Authors: Sarra Cannon
Tags: #New Adult Paranormal Romance, #Demons, #Witch, #Vampire, #Vampire Romance, #New Adult Serial, #Urban Fantasy, #Kick-ass Heroine
Especially not my mother.
Yet here he was. The one person in the world who
might have answers about where she was or what kind of mess she’d
managed to get herself into, and all I could think about was if I
would ever again feel the burning heat of his skin against mine.
“Morning, boss,” Azure said, looking
from him to me and back again. “Seems your new employee has a
lot of questions, so, I guess I’ll just leave you guys to it.”
Rend nodded, but never once took his eyes off me.
Azure passed by him, then threw one last bitter
glance back toward me before she walked out the door.
“Do you want a cup of coffee?” he
asked.
“I’d rather have some straight answers
about what’s going on and what I’m really doing here,”
I said.
He gave a slight smile, amusement dancing in his
dark black eyes. I wanted to get closer to see if there was still
that hint of silver in them or if I had dreamed it up. “It
wasn’t an either or kind of question, you know.”
I relaxed my shoulders and walked over to pour
myself a cup. “I’m sorry,” I said. “I don’t
do well with secrets and vague hints at things.
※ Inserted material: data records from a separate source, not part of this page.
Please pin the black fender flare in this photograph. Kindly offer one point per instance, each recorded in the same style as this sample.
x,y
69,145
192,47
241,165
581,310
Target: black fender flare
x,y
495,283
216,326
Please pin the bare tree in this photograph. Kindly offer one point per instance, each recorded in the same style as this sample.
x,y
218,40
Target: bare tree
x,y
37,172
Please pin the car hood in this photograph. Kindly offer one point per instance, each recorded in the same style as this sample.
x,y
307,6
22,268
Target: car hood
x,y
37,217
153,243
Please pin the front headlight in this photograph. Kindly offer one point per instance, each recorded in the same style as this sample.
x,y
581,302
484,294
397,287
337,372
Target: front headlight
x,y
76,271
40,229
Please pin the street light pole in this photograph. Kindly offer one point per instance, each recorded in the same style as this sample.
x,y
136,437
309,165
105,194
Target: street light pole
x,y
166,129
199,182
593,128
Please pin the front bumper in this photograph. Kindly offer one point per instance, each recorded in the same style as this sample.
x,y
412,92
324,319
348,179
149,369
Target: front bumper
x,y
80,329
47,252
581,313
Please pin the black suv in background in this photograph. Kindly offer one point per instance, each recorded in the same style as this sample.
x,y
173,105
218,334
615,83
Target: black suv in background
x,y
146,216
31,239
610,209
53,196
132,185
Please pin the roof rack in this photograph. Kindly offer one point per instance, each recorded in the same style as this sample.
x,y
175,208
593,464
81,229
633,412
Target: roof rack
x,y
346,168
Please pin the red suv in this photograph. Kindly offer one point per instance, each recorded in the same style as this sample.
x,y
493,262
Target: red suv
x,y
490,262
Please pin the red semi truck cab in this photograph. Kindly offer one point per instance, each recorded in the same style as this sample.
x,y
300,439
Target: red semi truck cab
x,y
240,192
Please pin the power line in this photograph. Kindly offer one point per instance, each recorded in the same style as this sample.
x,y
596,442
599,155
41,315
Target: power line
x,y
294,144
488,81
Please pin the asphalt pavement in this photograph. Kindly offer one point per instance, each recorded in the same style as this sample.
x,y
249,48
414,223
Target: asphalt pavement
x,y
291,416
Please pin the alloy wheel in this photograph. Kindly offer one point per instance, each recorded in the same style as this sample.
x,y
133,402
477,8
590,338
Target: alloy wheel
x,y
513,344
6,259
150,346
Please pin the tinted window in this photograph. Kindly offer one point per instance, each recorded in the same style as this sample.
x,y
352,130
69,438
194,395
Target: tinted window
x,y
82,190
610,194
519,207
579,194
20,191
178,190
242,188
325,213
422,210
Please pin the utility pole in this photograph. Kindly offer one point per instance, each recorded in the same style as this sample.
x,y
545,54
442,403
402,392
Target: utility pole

I like honesty.”
“Even when the truth is hard to hear?”
He crossed over to stand beside me and grabbed a cup for himself.
“Especially when the truth is hard to hear.”
Our arms nearly touched and I had to work to
control my heartbeat. Dammit, this guy was really getting to me.
“You keep surprising me,” he said.
“I’ve been around for a very long time, and believe me
when I say that not many people can surprise me anymore.”
I laughed. “You can’t be that much
older than I am. You’re what? Twenty-seven? Twenty-eight?”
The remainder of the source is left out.